Palantir (PLTR) has transitioned into a high-conviction AI Infrastructure play, delivering record 85% revenue growth and a "Rule of 40" score of 145 that rivals NVIDIA (NVDA). Investors should prioritize PLTR over traditional SaaS laggards like Salesforce (CRM) and ServiceNow (NOW), as management projects an acceleration to 100% sales growth by 2027. The company’s Ontology and AIP platforms are capturing massive demand in both U.S. Commercial (133% growth) and Government sectors, making it a primary beneficiary of increased defense spending and the "Sputnik Moment" in cybersecurity. While the stock carries a high valuation, its rising revenue per employee ($1.5 million) suggests it is rapidly growing into its multiple by maintaining extreme operational efficiency. For broader exposure to the AI build-out, look toward hardware leaders like Micron (MU) and SK Hynix, which remain the only other entities matching this elite level of financial performance.

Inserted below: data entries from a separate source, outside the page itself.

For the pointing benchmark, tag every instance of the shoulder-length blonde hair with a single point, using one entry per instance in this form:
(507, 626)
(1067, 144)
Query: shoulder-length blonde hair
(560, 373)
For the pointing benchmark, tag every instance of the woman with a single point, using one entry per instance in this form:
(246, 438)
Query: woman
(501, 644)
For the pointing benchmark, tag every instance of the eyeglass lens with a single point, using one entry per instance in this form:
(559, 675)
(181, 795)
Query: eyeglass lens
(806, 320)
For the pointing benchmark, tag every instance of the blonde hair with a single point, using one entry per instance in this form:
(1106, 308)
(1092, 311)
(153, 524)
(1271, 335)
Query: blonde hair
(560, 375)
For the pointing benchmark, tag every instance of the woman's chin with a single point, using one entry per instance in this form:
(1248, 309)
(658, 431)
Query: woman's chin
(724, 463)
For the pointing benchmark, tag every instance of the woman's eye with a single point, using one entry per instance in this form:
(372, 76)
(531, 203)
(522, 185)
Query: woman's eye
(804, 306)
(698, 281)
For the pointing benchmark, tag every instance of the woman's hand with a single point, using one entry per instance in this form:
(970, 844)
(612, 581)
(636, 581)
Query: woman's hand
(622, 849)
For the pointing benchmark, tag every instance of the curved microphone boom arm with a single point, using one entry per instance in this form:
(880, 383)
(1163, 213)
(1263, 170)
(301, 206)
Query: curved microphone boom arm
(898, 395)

The transcript details a live analysis of Palantir’s Q1 2026 earnings, which the speakers describe as a "phase shift" for the company. The discussion centers on Palantir's transition from a software company to a critical provider of AI infrastructure.
The transcript provides a bearish context for traditional software names compared to the bullish outlook for AI infrastructure.
The discussion briefly touched on hardware companies as the only other entities seeing "Palantir-level" growth metrics.